Sie ritten in nordöstlicher Richtung, bis sie oben im Ostwall-Gebirge waren, wo sie auf allen Seiten Felsen und Abhänge umgaben. In der dritten Nacht machten sie früh Rast. Kit bemerkte eine gewisse Erwartungshaltung an den anderen, die ihre Waffen schärften und ihre Ausrüstung überprüften. Auch die Pferde wurden besonders gut versorgt. Radisson vergewisserte sich, daß sie reichlich Futter und Wasser bekamen.
Trauerkloß kochte eine Bohnensuppe, die sie alle hungrig herunterschlangen. Anschließend zog er sich zurück und las in seinen Lieblingsbuch, dessen Seiten er vollsabberte, bis er einschlief. Radisson wickelte sich in seine Decke und legte sich nah am Feuer auf die Erde. Ursa und El-Navar betrachteten ein Stück Pergament – anscheinend eine Karte – aus El-Navars Tasche, wobei sie sich leise besprachen.
Nach einer Weile kam El-Navar zu Kit herüber. »An die Arbeit. Ich werde dir die Haare schneiden.« Er holte sein kurzes Messer mit der Doppelklinge heraus und zog es über einen Stein, ohne sie aus den Augen zu lassen.

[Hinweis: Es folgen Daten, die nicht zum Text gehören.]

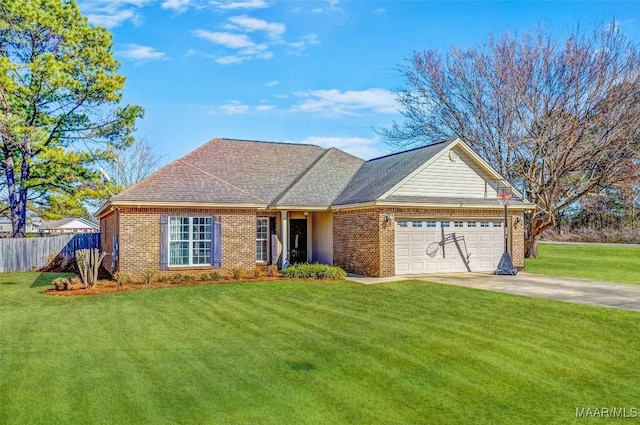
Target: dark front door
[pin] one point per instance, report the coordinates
(298, 240)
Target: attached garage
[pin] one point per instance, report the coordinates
(438, 245)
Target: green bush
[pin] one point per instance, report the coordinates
(314, 271)
(122, 278)
(179, 278)
(237, 273)
(61, 283)
(272, 270)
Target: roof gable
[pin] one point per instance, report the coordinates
(228, 172)
(454, 172)
(378, 176)
(323, 181)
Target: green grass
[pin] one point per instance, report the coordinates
(322, 352)
(588, 261)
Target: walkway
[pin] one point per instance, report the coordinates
(606, 294)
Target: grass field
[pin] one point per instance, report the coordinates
(292, 352)
(588, 261)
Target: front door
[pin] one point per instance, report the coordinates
(298, 240)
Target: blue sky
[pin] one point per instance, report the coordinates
(320, 72)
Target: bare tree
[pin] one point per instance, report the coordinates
(562, 115)
(135, 163)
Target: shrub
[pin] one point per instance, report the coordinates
(237, 273)
(147, 276)
(88, 261)
(180, 278)
(272, 270)
(61, 284)
(122, 278)
(314, 271)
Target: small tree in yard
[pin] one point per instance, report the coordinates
(561, 114)
(60, 93)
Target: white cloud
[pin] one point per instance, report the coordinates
(111, 13)
(140, 53)
(252, 38)
(297, 47)
(240, 4)
(235, 107)
(351, 102)
(177, 5)
(227, 39)
(248, 24)
(361, 147)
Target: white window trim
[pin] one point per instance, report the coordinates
(266, 219)
(190, 241)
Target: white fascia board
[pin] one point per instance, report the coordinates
(458, 205)
(112, 205)
(297, 208)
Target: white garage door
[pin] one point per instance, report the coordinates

»Wieso?« fragte sie überrascht und hielt schützend eine Hand an den Kopf. »Sind sie nicht kurz genug?«
Kitiara hörte Ursa belustigt grunzen, als dieser zu seiner Decke ging. Es war sein erstes echtes Lachen seit mehreren Tagen, wenn auch auf ihre Kosten.
»Sie müssen noch kürzer sein«, erläuterte El-Navar, »und ich brauche ein paar für morgen. Morgen ist der Tag, wo der… Plan über die Bühne geht, und da mußt du aussehen wie ein bestimmter Mann.«
»Gwatmeys Sohn?«
El-Navar antwortete nicht, doch Kit ließ ihn näherkommen und ihre Haare kämmen.
»Ach«, schwärmte El-Navar. »Du hast schöne Haare, Kitiara. Schwarz wie die Nacht. Schade, daß wir einen Teil davon abschneiden müssen.« Er fing an zu schneiden, und nahm kleine Büschel ab, die er in eine Blechdose legte. »Aber es ist notwendig.«
El-Navar war erstaunlich geschickt, er schnitt akkurat, besonders im Nacken. Kit erschauerte unwillkürlich, als er seine starke Hand auf ihren Hals legte, damit sie den Kopf nach vorne senkte, doch es war keinesfalls unangenehm. Er arbeitete lange schweigend vor sich hin.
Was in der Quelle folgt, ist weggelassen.